History presents a picture of ever-​increasing political integration. First, the only political unit is the group consisting of a mother and her offspring; then on the recognition of paternity we enter upon the patriarchal stage, in which the unit consists of the descendants of a living male together with his wives and slaves; the whole despotically governed by himself. Next we have clans or houses consisting of federated families descended from a common deceased ancestor, having a common name and worship and held together by common interests which tend to wax stronger and stronger. These gentes again tend to be recompounded in one or more degrees till we have the tribe and eventually the nation. Finally, nations are themselves showing signs of coalescence. At first the bonds which hold together the new federation are extremely slight and frail; but they tend to strengthen until the individuality of the component groups is almost, if not altogether, merged and lost. And concurrently with the political integration there necessarily goes a juridical integration.

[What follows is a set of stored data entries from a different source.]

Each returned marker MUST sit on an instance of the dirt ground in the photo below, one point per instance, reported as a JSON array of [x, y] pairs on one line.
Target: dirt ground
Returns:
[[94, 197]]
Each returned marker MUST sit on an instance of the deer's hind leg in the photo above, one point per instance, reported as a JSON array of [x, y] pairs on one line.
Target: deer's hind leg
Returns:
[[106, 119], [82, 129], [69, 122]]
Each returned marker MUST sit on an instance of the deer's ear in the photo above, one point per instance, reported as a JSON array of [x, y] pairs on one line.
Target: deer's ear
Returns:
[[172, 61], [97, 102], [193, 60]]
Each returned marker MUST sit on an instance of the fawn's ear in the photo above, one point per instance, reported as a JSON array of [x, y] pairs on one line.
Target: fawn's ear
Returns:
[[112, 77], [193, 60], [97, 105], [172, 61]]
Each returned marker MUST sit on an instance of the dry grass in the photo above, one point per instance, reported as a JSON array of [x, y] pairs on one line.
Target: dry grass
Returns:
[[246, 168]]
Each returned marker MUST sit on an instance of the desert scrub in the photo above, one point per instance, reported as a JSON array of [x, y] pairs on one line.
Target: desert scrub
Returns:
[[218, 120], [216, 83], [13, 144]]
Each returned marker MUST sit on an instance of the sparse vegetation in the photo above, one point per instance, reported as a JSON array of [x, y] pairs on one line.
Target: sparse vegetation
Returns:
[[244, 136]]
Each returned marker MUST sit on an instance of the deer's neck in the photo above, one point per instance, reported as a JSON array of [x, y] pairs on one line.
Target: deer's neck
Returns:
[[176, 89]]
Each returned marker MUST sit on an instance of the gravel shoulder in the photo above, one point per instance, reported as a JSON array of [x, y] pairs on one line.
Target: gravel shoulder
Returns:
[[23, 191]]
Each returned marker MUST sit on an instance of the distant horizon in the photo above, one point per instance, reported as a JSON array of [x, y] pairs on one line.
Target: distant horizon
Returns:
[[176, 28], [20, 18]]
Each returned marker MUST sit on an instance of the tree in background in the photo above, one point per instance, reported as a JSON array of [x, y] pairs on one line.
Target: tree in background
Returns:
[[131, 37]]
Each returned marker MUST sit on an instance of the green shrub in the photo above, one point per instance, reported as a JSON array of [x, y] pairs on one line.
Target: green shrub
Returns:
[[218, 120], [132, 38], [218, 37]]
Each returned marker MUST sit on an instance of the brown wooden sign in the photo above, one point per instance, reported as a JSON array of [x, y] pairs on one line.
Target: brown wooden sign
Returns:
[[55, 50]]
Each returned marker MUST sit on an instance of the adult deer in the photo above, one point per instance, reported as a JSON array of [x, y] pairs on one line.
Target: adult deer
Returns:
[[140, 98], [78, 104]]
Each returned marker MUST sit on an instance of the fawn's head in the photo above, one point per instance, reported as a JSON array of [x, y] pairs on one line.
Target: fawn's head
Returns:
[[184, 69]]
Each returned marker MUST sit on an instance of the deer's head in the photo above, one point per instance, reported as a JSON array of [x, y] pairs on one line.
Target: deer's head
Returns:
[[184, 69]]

Frequently the new federation has proved itself unstable and premature, and has rapidly or gradually disintegrated. Nature places a limit on the process. We have seen the Macedonian Empire no sooner built up than falling to pieces again. So too the Roman Empire, after some centuries of a cumbrous and elephantine existence, broke up into fragments which proved to have more vitality than the great whole from which they were detached. Clearly there is a limit to the size of a state ruled by a single government. Now what is the law of the limit of political integration? In biology the limit of mass of any living organism depends on the power of co-​ordination; that is to say, any part of the body being affected the whole must respond; otherwise it is not an organic whole, but a mere aggregate. The same holds good of social organisms. The size of such organism depends on its power of internal co-​ordination. But as time wears on, the possibilities of integration are increased. We have better means of communication both in the way of locomotion and signalling. We have increased general knowledge, and more widely distributed information. And finally, we have the coming together of large masses of the population in towns. Hence, there has resulted a constant tendency towards increasing integration. Men can work together in larger numbers century by century. At the same time it behooves us to inquire whether the aggregations we see around us are themselves stable, or whether they are too large for equilibrium.